Occurrence des pronoms personnels
sujets
dans l'histoire de vie de Perceval
L'utilisation moyenne du « je » dans les trois récits de manière relativement équilibrée (entre 54 et 62%) indique une implication moindre du sujet. Au fil des récits, Perceval décrit le comportement d'un double « je » : celui qui agit et celui qui subit. Le premier, toujours policé, conforme, tendant à une certaine perfection et le second, éternelle victime de coups, de mépris et même d'une punition qu'il juge d'essence divine.

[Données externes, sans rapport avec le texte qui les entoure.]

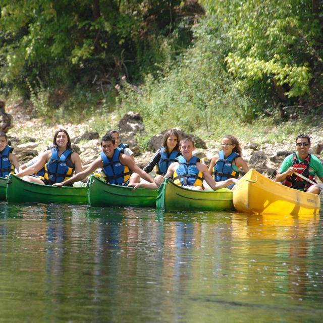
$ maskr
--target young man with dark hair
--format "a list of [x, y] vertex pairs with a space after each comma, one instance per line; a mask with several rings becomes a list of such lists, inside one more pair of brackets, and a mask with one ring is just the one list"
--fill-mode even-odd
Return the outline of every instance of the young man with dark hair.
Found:
[[314, 155], [308, 153], [311, 146], [310, 138], [307, 135], [296, 137], [296, 151], [287, 156], [277, 173], [275, 180], [282, 182], [284, 185], [313, 194], [319, 194], [318, 185], [303, 180], [295, 174], [298, 173], [313, 181], [316, 175], [323, 182], [323, 165]]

Le « on » apparaît en deuxième position, et singulièrement beaucoup plus présent dans le deuxième récit (21% des pronoms sujet). Le premier pronom « on » indéfini représente une immanence dépersonnalisée, toujours dangereuse ou malfaisante (bizutage). Il utilise le « on » délégataire pour désigner son appartenance à un groupe, les saint-cyriens, les catholiques, les mercenaires. Il s'agit d'un « on » tribal bien moins dépersonnalisé qu'il n'y paraît.
Dans le premier récit le « il » désigne presque essentiellement son père avec qui il entretient des rapports houleux entre haine et admiration, mais également son frère avec qui il se bat mais qu'il apprécie d'avoir à ses côtés et le professeur qui lui ouvre d'autres horizons. Le deux premiers protagonistes se retrouvent également dans le troisième récit, toujours dans des situations conflictuelles.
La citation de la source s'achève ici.